UPDATE, 10:29 am Wednesday: Multnomah County Sheriff's Sgt. Steve Dangler of the river patrol unit says the people living on the boat weren't running a "bicycle chop shop"—the drone was filming a family and their personal property.
"This is the Yates family boat," Dangler says. "It isn't a chop shop. There is a large well organized family living on the boat."
ORIGINAL POST, 6:52 pm Tuesday: A video released this afternoon on YouTube shows a man living on a boat in the Willamette River appearing to fire a gun at a drone that buzzed the floating camp.
For the past week, a YouTube user that goes by the name "Drone Man" has been posting videos of camps on islands in Willamette River and the Columbia Slough, a long marsh and canal that borders the Columbia River in North and Northeast Portland.
He posted a video filmed at 1:21 pm today that shows footage from his drone flying over a boat on the Willamette River near the shore of North Portland.

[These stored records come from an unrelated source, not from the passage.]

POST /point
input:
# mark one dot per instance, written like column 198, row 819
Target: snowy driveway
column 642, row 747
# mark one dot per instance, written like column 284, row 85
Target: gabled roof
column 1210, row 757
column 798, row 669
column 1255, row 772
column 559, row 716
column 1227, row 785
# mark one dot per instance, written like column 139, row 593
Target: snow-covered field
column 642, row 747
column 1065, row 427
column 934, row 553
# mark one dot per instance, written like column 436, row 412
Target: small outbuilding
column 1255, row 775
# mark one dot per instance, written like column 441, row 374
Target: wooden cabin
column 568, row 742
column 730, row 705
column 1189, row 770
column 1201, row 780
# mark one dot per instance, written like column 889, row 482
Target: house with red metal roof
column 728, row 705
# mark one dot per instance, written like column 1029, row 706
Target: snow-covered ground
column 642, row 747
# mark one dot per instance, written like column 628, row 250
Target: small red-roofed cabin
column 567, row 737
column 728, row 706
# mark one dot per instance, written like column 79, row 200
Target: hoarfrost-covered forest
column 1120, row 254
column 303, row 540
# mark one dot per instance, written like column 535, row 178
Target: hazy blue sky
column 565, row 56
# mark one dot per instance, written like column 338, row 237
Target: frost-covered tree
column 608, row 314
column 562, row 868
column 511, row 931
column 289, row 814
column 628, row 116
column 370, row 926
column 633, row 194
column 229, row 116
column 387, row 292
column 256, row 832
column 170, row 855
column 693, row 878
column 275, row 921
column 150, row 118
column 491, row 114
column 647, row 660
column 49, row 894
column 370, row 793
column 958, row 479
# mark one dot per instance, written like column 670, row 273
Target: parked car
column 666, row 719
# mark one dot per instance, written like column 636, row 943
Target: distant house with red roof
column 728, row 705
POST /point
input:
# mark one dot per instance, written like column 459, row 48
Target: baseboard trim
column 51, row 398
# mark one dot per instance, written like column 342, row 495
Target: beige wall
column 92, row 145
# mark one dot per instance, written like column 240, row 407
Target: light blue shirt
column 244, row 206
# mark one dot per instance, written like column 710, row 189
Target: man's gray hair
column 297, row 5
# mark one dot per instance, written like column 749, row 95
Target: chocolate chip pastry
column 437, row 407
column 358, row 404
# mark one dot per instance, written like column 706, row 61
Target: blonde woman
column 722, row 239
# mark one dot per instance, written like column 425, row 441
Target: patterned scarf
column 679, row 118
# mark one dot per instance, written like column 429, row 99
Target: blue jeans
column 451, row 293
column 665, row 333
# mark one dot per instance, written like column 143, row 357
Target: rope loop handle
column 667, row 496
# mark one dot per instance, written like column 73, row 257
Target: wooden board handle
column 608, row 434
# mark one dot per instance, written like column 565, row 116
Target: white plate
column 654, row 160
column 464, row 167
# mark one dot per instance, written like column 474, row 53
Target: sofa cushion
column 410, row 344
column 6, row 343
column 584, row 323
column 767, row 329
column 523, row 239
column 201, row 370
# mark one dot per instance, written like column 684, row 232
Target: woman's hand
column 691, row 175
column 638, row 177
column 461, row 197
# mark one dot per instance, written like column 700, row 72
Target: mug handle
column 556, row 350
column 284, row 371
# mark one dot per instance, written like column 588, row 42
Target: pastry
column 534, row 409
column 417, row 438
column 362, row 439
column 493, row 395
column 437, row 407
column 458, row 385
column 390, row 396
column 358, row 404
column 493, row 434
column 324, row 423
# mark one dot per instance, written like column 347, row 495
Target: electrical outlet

The footage then shows a man on the boat pointing a rifle at the drone and appearing to fire the weapon.
WW reached out to Drone Man through Reddit, where he posts videos in response to the a thread titled "What the hell is going on in the Columbia River Slough?"
Drone Man declined to give his name to WW.
Related: Hobo Pirates of the North Willamette.
When we asked him via email why he was monitoring homeless people with a drone, he replied: "I take video of people destroying the environment and spread awareness about the damage being done."
Drone Man has said in posts on Reddit that he doesn't intend to report the gunshot to the authorities. He claims to have been investigating what he called on Reddit a "bicycle chop shop flotilla" that he says has been forming for more than a year. (The video appears to show a large number of bicycles on the boat.)
The Multnomah County Sheriff's Office hasn't yet replied to requests for comment on the shooting. One employee at the sheriff's Columbia River office said he hadn't heard anything about the incident.
Transient boaters, many of them self-described as pirates, are common and controversial along the Willamette River. WW profiled one such river pirate in 2012.